Electronic – Values in a solar array

currentenergy-harvestingpowersolar cellvoltage

My dad had just bought a solar array of 4kW together with an inverter, a kaco powador 4400.

The array is now running and generating electricity. I am trying to understand how it all works, but several questions pop into my mind. Does the value of 'total yield' in the display reference the amount of kW generated during the day? is the solar array producing power or energy? how much power or energy is the array generating per second?

I asked these same questions to my dad, and he said that the value in the display is the total amount of kW produced during the day, but as far as I remember, you cannot produce power, for power is the rate at which energy is converted into actual work, right?
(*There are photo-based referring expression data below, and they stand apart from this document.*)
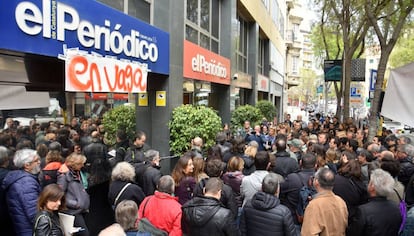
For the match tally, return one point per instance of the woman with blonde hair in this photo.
(51, 200)
(71, 182)
(123, 187)
(126, 214)
(234, 176)
(199, 165)
(183, 175)
(248, 157)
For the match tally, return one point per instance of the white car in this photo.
(24, 121)
(396, 127)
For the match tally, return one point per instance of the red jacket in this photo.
(163, 211)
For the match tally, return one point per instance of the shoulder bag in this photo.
(145, 226)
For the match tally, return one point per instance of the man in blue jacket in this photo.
(22, 190)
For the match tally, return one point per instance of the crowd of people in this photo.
(317, 177)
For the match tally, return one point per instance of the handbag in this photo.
(119, 195)
(145, 226)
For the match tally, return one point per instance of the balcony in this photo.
(292, 40)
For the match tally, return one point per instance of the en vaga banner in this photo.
(51, 28)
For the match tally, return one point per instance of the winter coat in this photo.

Could someone clarify the above?

Best Answer

If they wrote the firmware right, a reading in kilowatts (kW) is the output of the solar array at that moment. The total "work", taken over time, will be in kilowatt-hours (kWh). The time period is arbitrary; it may be taken over the course of a day, or a month, or it may be a lifetime total.
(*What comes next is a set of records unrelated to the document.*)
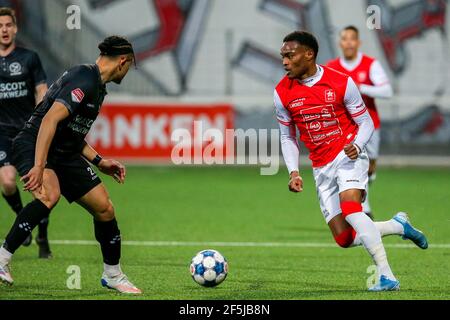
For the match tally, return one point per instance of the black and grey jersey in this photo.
(81, 90)
(20, 72)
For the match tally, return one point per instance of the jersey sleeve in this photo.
(381, 88)
(358, 110)
(283, 115)
(39, 75)
(288, 135)
(78, 86)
If you want to work it out yourself, by recording the output each second, you still have to assume that the output over each second was constant. But that will normally be close enough. One second's worth of power, by the way, gives you watt-seconds, a unit not normally interesting unless you are looking at something like an impulse from a capacitor. 3600 consecutive 1-second readings will give you the output that was generated during that hour, and it will be in kWh. Remember, it's a cumulative total, just like filling a swimming pool.